Depression more common in women than in men

Depression is more common in women than in men. Consistently epidemiologic surveys have found prevalence rates of depression to be twice as high in females. The reasons for that are not understood. Hormonal and genetic factors as well as gender differences in living circumstances (such as poverty, single parenthood, dependent life style) and coping styles (internalisation, a stronger interpersonal orientation) are discussed in this context. Whereas attempted suicide rates are higher for females in most countries the opposite is true for completed suicides (Värnik et al., 2009).

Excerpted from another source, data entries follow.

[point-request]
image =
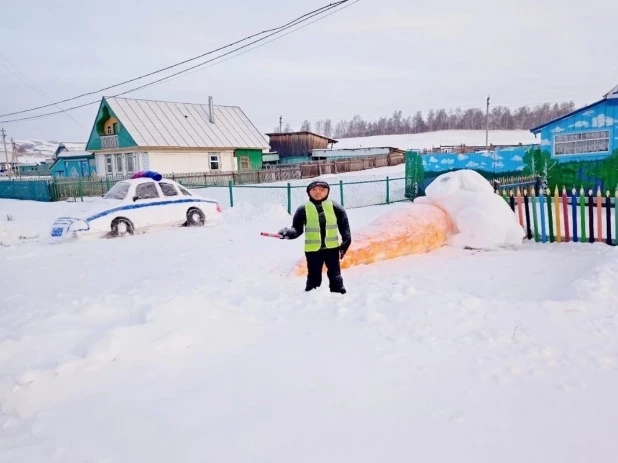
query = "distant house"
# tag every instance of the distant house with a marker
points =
(320, 154)
(133, 135)
(589, 133)
(34, 169)
(294, 147)
(73, 164)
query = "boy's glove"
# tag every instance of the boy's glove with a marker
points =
(287, 233)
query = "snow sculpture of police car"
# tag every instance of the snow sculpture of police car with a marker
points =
(145, 201)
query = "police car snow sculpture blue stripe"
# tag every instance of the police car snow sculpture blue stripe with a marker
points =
(144, 202)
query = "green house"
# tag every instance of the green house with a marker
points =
(130, 135)
(74, 164)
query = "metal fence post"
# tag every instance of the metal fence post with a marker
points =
(388, 192)
(230, 185)
(289, 189)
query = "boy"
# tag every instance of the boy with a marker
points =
(321, 218)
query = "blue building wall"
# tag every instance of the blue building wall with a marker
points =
(501, 161)
(74, 167)
(599, 117)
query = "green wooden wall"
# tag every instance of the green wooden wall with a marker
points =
(254, 155)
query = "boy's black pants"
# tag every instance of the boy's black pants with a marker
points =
(315, 263)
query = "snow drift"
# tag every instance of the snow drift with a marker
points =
(460, 209)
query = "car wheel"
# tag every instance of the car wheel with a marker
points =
(195, 218)
(122, 227)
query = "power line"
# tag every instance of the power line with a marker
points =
(306, 17)
(298, 20)
(203, 65)
(24, 78)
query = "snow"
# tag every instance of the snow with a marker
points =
(196, 345)
(482, 219)
(430, 140)
(46, 149)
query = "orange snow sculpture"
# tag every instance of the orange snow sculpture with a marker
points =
(412, 229)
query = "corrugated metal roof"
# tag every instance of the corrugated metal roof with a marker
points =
(186, 125)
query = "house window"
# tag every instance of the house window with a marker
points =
(582, 143)
(215, 161)
(146, 191)
(119, 167)
(109, 165)
(130, 162)
(168, 189)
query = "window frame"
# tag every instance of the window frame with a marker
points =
(129, 157)
(214, 158)
(184, 191)
(119, 162)
(582, 143)
(168, 185)
(147, 184)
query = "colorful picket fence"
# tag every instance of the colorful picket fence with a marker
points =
(579, 217)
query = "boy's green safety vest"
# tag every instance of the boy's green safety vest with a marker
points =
(313, 238)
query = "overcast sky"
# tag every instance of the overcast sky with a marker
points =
(370, 59)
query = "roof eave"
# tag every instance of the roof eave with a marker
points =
(536, 130)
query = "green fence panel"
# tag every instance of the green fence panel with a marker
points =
(414, 174)
(33, 190)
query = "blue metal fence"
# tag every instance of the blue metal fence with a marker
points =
(34, 190)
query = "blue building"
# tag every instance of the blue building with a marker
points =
(589, 133)
(74, 164)
(580, 148)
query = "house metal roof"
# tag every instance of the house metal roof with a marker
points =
(186, 125)
(304, 132)
(613, 93)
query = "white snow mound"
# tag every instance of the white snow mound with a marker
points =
(482, 219)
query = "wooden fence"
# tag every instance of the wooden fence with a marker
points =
(583, 217)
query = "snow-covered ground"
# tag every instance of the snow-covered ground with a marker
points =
(443, 137)
(45, 149)
(192, 345)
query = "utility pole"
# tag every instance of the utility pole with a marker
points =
(6, 155)
(487, 126)
(487, 143)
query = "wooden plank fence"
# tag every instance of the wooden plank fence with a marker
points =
(565, 216)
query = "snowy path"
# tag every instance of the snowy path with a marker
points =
(196, 345)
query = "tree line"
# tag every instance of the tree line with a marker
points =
(500, 118)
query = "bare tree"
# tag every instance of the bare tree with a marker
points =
(319, 127)
(501, 118)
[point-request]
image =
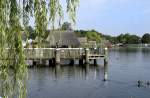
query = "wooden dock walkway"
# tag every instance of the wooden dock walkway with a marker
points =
(54, 55)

Social factors: marital status and socioeconomic status

Widowed and divorced persons have a higher risk of developing depression (Klose & Jacobi, 2004). This is also true for parents who are single or unemployed and have dependent children (Helbig et al., 2006). There is a clear socioeconomic gradient in depression risk. The higher the educational degree and the higher the social status (as a construct made of education, work status and income), the lower the depression risk is. Unemployment is associated with a doubled risk for depression (Fryers et al., 2005). All these studies, however, do not allow to draw strong conclusions about causality because especially recurrent or chronic depression often causes socioeconomic decline, divorce and unemployment.

Also see TablePredictors of mental disorders

Childhood adversities are associated with depression

Adversity is a major negative event in childhood or adolescence challenging seriously one's ability to cope. Such adversities are sexual abuse (rape and sexual molestation), physical abuse and serious neglect before the age of 18. Childhood adversities are associated with depression and its prognosis in adulthood, as well as with increased somatic morbidity and mortality in both childhood and adulthood. Childhood adversities are strongly associated with vulnerability and several background factors (such as personality and genotype) moderate the outcome of the adversity (MINDFUL, 2008).

Substantial evidence supports the heritability of lifetime major depression

People who have relatives who have had clinical depression have a greater chance of developing it themselves. The heritability of lifetime major depression as assessed at personal interviews in over 15,000 complete pairs of twins from the national Swedish Twin Registry, was estimated to be 38% (Kendler et al., 2006). Similar result of 37% heritability of major depression was obtained from a meta-analysis of other twin studies (Sullivan et al., 2000). There was a difference with regards to gender; the heritability of major depression was estimated at 42% in women and 29% in men (Kendler et al., 2006). There is no single major gene responsible for depression. However, a larger set of genetic variants showing complex interactions among themselves as well as with environmental factors are supposed to influence the risk of a certain person to become depressed.